Philadelphia Winter Landscape
Thomas Birch was probably the first academic painter in America to paint winter views, compositions which were to influence George Durrie whose work was popularised through the lithographs of Currier & Ives. Thomas Doughty, also a Philadelphia artist, painted Winter Landscape, Museum of Fine Arts, Boston, in 1830 and Régis François Gignoux would later be known for his paintings of the snow-covered landscape. Among the Hudson River artists, Jasper F. Cropsey painted a number of winter scenes, often as a set of The Four Seasons; Frederic E. Church painted the winter landscape near his home, Olana; and Rémy François Mignot, trained in Holland, portrayed the winter landscape. Winter scenes, however, were a minor subject among American 19th-century painters until the American Impressionists, working near the end of the century, delighted in the effervescent effects of light upon the snow. Birch's paintings come out of the Northern European landscapes tradition in which the winter was considered "the Dutch 17th-century landscape par excellence." Birch's father owned a number of Dutch paintings, or copies, in his collection, including Jacob van Ruisdael's The Stump and Jan van Goyen's Winter Scene, which shows figures skating.
Birch's Philadelphia Winter Landscape shares with the Dutch tradition the low horizon in which the sky, against which leafless trees are silhouetted, is at least half of the composition. His figures, endowed with the subdued gaiety of Northern painting, remain an incidental, although important, part of the landscape. Birch's painting, artless in its portrayal of winter activities, is far more ingenious than it seems. Two figures, proceeded by a horse-drawn sleigh -a hallmark motif of Birch's winter scenes-lead us down a snow- covered road. A stream, transformed into a sheet of ice, emerging from the centre of the composition moves in a counter-curve to the lower right of the painting. The intersecting road and stream create an almost perfect oval which encloses a large farmhouse. In the foreground, where the road and stream cross, a figure gazes at the skaters below. One is putting on his skates, the other is gesturing along the length of the stream leading us into the landscape.
The same composition, in which road and stream intersect, was used in Sleigh Ride on a Gray Day, 1832 (Private Collection), which is Birch's earliest extant winter scene that can be firmly dated. Although in this painting the bridge is stone, the sleigh comes towards the viewer, the farmhouses are placed to the left of the road, and no skaters are portrayed, the similarities of the two canvases are far greater than the differences. In Skating, c. 1830-1840, Boston, Museum of fine Arts, which closely relates to Philadelphia Winter Landscape, the gesturing and bending skating figures are also seen.

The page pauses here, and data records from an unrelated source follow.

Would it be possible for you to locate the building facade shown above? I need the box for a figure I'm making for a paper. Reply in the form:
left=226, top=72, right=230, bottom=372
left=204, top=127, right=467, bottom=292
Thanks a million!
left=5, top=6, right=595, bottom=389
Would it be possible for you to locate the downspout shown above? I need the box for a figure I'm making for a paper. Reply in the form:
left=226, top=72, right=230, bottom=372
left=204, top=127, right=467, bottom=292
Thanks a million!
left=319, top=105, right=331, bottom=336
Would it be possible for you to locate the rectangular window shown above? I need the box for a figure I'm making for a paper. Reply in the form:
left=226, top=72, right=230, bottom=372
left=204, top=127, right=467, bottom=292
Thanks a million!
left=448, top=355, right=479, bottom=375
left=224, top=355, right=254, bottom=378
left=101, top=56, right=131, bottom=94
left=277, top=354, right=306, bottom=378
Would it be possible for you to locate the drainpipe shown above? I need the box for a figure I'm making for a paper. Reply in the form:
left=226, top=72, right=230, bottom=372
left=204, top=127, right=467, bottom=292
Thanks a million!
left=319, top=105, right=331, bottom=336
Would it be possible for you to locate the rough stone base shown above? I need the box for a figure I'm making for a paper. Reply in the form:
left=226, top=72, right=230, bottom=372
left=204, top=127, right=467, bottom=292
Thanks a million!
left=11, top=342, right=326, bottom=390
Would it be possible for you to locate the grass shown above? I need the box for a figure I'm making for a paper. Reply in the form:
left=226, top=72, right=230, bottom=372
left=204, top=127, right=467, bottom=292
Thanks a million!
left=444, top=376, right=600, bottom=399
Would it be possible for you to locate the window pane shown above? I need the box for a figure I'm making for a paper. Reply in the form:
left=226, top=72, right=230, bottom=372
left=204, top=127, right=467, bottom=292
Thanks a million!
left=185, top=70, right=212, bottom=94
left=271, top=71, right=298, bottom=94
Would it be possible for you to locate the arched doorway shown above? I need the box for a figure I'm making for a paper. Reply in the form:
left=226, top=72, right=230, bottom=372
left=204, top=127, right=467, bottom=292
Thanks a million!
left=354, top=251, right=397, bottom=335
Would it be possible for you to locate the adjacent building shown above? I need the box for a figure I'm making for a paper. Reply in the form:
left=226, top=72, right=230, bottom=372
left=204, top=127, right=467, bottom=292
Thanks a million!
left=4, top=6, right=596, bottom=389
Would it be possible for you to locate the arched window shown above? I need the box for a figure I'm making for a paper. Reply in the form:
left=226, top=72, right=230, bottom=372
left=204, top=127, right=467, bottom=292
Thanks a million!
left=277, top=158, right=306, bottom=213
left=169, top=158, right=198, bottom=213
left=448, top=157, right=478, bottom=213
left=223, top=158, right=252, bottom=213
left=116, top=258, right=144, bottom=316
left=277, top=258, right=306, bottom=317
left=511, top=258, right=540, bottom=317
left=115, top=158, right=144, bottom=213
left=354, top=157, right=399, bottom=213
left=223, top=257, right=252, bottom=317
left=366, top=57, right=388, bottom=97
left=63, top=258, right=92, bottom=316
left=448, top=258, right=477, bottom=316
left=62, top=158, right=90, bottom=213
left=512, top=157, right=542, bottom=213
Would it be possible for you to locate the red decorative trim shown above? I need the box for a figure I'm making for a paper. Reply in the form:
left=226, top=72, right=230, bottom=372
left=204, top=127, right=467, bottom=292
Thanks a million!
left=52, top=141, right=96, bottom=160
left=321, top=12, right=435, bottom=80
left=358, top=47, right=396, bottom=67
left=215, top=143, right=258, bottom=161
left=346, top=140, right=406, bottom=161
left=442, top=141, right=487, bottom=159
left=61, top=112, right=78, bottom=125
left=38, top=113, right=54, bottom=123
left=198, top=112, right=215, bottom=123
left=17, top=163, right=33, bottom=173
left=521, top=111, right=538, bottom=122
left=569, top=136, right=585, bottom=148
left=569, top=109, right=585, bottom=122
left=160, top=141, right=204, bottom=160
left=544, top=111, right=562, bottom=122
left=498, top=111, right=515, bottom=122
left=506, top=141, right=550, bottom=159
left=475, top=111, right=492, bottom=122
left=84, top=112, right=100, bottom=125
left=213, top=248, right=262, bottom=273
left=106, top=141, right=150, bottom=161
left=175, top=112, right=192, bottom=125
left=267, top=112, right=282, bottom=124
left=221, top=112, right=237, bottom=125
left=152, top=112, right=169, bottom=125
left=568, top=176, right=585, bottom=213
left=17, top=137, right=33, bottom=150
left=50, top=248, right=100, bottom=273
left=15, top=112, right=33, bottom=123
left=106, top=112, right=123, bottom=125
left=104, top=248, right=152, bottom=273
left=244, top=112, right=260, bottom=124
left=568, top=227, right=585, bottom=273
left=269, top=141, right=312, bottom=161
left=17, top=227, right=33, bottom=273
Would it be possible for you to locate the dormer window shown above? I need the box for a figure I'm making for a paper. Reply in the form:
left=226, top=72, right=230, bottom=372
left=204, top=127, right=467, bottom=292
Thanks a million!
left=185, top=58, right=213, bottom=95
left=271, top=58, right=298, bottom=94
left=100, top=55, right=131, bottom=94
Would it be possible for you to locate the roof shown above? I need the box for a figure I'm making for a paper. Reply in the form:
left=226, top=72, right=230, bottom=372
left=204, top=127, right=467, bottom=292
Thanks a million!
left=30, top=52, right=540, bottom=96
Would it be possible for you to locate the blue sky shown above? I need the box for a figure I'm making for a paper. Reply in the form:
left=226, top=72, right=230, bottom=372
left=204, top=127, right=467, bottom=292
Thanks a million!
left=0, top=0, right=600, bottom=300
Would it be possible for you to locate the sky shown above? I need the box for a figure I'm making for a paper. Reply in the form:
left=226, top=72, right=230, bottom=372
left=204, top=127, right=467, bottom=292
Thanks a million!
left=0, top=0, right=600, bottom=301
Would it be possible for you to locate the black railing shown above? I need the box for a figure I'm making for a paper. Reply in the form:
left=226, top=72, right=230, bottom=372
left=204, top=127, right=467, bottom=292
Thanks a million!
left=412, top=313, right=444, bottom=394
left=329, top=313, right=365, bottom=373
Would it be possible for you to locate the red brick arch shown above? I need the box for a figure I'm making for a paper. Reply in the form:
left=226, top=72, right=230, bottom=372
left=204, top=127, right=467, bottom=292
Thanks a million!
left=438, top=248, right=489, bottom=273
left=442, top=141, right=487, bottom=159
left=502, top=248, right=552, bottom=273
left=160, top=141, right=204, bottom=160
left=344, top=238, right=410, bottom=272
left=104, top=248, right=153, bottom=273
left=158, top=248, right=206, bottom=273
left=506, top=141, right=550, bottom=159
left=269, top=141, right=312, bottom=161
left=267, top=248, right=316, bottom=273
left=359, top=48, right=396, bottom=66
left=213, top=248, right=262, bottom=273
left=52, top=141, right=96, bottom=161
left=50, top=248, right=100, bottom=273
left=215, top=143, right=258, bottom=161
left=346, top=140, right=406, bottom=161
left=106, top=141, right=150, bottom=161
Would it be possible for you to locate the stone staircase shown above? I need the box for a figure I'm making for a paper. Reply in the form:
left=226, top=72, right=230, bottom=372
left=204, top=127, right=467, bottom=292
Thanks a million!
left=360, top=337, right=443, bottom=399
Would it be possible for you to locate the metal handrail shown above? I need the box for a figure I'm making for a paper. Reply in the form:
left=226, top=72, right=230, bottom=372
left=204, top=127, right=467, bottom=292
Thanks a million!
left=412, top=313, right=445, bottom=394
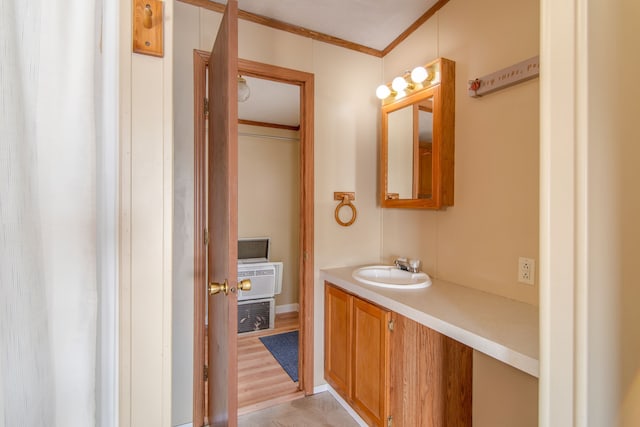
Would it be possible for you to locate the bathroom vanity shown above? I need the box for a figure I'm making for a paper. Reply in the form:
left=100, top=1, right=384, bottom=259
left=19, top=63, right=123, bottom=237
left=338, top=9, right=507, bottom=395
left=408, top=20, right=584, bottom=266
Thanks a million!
left=321, top=267, right=538, bottom=427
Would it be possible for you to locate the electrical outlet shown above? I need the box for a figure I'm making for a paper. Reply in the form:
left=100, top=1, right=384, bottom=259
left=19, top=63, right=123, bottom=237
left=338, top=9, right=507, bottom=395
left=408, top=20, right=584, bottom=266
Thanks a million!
left=518, top=257, right=536, bottom=285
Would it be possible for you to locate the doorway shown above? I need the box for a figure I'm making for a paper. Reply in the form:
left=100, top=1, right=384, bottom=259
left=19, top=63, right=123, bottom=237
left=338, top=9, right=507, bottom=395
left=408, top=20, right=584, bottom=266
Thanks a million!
left=193, top=50, right=314, bottom=426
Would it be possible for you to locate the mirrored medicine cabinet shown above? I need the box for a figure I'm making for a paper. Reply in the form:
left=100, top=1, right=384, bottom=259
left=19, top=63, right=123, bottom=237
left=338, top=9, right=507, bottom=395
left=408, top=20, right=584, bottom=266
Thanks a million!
left=380, top=58, right=455, bottom=209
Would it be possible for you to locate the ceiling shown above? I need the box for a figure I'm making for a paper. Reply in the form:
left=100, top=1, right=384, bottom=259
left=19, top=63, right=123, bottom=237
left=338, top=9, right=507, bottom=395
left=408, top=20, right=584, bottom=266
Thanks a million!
left=220, top=0, right=438, bottom=51
left=211, top=0, right=443, bottom=130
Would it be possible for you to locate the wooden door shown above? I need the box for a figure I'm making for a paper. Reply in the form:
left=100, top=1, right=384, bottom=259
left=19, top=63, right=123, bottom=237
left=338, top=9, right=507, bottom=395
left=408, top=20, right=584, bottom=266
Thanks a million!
left=351, top=298, right=391, bottom=426
left=207, top=0, right=238, bottom=426
left=324, top=284, right=353, bottom=401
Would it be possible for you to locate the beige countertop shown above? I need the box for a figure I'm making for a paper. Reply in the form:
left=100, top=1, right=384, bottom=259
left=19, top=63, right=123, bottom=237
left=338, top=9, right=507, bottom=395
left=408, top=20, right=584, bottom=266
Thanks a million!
left=320, top=266, right=539, bottom=377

Birch's known paintings of winter scenes are dated between the years 1832 to 1842; exhibition records for the Pennsylvania Academy of the Fine Arts and the Artists' Fund Society show that Birch exhibited winter landscapes almost every year from 1811-1815 and 1834-1844. Winter subjects then ceased until a final painting, Winter Scene, which was exhibited in 1851, the year of his death. Although a late date of 1847 has been suggested for the Carmen Thyssen-Bornemisza painting, it is more likely that it was painted in the 1830s or early 1840s.